Monday was the first day back for teachers, and while most of you don't have sympathy for us, and only a few of you have empathy for us, we were tired. It was only professional development, but it was exhausting to hear how the new plan, based on state guidelines, of how we teachers are going to be "rated." I'm not going to go into that. But Tuesday was the staff potluck bar-b-cue and on the way home from school on Monday, I couldn't even bring myself to stop at the store.
I got home, changed into pajamas, and wandered around the kitchen, racking my brain wondering how I was going to keep up my culinary reputation among my co-workers when I had almost no ingredients and no creative energy. Then I spotted that loaf of Italian bread I just had to buy on Saturday that was so far untouched. I could make a bread pudding (please, Lord, let me have some milk and eggs).
Of course, the milk was spoiled and while Chris wasn't yet home, so could stop for me, by this time I had my eye on the pile of garden tomatoes (some ours, some from the neighbor) on the windowsill and the wheels started turning. Is there such thing as tomato bread pudding?
An Internet search turned up a few interesting recipes that I thought I could rely on: one from Giada, which sounded very good but seemed a little complicated on this particular evening; one from Geoffrey Zakarian, whom I adore and think is a genius, but that one sounded more like a bread salad, and I had made that last year; and one by Rachel Ray.
Now, I don't mean to offend anyone here, but, to put it mildly (or, perhaps, to understate it), I am not a fan of Rachel Ray nor have I ever been. I don't like her forced perkiness, I can't stand those too-cutesy names for foods she makes up (e.g. "stoup" and "sammies"), and I firmly believe that really good food takes longer than 30 minutes to make. But I ignored my instincts out of sheer weariness and the desire for a relatively easy, quick recipe that used what I had on hand (namely, butter, old bread, and garden tomatoes).
I followed her recipe to the letter, other than doubling it to make a portion fit for a crowd. I took a long look at it before I put it in the oven.
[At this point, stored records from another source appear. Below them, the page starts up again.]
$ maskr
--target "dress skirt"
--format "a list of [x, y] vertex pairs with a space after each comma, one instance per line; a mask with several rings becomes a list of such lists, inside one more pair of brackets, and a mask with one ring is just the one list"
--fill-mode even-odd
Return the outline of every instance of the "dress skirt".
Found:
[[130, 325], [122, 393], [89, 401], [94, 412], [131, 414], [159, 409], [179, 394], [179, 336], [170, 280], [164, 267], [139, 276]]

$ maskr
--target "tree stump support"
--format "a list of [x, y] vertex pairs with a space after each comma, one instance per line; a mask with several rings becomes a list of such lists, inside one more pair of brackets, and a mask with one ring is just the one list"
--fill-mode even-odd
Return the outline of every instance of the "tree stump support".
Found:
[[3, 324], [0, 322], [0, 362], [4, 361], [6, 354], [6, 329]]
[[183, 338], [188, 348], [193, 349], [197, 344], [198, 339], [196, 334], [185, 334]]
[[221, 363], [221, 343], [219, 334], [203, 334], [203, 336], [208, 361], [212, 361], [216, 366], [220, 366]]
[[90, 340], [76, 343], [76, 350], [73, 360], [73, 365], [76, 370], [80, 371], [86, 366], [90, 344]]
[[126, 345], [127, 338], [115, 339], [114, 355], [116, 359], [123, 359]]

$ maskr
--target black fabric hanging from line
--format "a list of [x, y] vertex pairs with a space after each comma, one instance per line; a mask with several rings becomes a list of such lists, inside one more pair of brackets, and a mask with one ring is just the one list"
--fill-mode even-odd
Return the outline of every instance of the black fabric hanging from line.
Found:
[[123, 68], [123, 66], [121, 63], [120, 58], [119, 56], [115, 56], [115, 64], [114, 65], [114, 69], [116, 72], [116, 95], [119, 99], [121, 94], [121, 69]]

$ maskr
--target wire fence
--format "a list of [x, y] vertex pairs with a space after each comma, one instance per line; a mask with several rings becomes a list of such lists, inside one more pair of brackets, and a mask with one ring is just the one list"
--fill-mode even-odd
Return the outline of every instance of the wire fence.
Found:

It's old bread, tomato puree, a little salt, a little sugar, a little pepper, some butter and cheese. Where was the real flavor going to come from, I wondered? It needed herbs, at the very least, so I sprinkled it with Italian seasoning and called it a night. As it cooked, it smelled very good. When it came out of the oven, it looked pretty good. I stole a small corner piece to taste. It tasted like soggy-ass pizza. So nasty that I refuse to include the recipe here because I really don't wish this on you. What a waste of some gorgeous tomatoes! Wah!
I re-checked the recipe and realized it wasn't me. I hadn't made any errors, had even added flavor to it, and now there was nothing else to be done. I cooled it, chilled it, brought it to school and served it at room temperature. Most unusually, but certainly not unexpectedly (especially after that icky taste test), not a single person asked for the recipe. Really, dear readers. Don't try one this at home.